Explain the features of Amazon Elastic Inference

In this recipe, we will learn about Amazon Elastic Inference. We will also learn about the features of Amazon Elastic Inference.

Recipe Objective - Explain the features of Amazon Elastic Inference?

The Amazon Elastic Inference is widely used and allows users to attach low-cost GPU-powered acceleration to the Amazon EC2 and AWS Sagemaker instances or Amazon ECS tasks, to reduce the cost of running the deep learning inference by up to 75%. Amazon Elastic Inference further supports the PyTorch, TensorFlow, Apache MXNet and ONNX models. Also, Inference is defined as the process of making predictions using the trained model. Also, In deep learning applications, inference accounts for up to 90% of total operational costs for two reasons, Firstly, standalone GPU instances are typically designed for the model training and not for the inference So, While training jobs batch process, hundreds of data samples in parallel, inference jobs usually process a single input in real-time and thus consume a small amount of GPU compute and this makes standalone GPU inference cost-inefficient. Also, the standalone CPU instances are not specialized for matrix operations and thus are often too slow for deep learning inference. Secondly, different models have different GPU, CPU and memory requirements So, Optimizing for one resource can lead to underutilization of other resources and further higher costs. The Amazon Elastic Inference solves these problems by allowing users to attach just the right amount of GPU-powered inference acceleration to any Amazon EC2 or AWS SageMaker instance type or ECS task, with no code changes. Also, With Amazon Elastic Inference, users are allowed to choose any CPU instance in AWS which is best suited to the overall compute and memory needs of the application and then separately configure the right amount of GPU-powered inference acceleration, allowing users to efficiently utilize resources and reduce costs.

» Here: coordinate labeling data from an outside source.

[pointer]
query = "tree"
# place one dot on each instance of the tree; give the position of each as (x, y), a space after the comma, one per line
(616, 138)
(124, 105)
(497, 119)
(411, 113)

Benefits of Amazon Elastic Inference

  • The Amazon Elastic Inferences allows users to choose the instance type which is best suited to the overall compute and memory needs of the users' application. Users can separately specify the amount of inference acceleration that they need and this reduces inference costs by up to 75% because users no longer need to over-provision GPU compute for inference. The Amazon Elastic Inference can provide as little as the single-precision TFLOPS (trillion floating-point operations per second) of the inference acceleration or as much as 32 mixed-precision TFLOPS and this is a much more appropriate range of inference compute than the range of up to 1,000 TFLOPS provided by the standalone Amazon EC2 P3 instance and thus give users what they exactly need. The Amazon Elastic Inference can easily scale the amount of inference acceleration up and down using the Amazon EC2 Auto Scaling groups to meet the demands of users applications without over-provisioning capacity, when EC2 Auto Scaling increases, user's EC2 instances to meet increasing demand and it also automatically scales up the attached accelerator for each instance and thus responding the changes in demand.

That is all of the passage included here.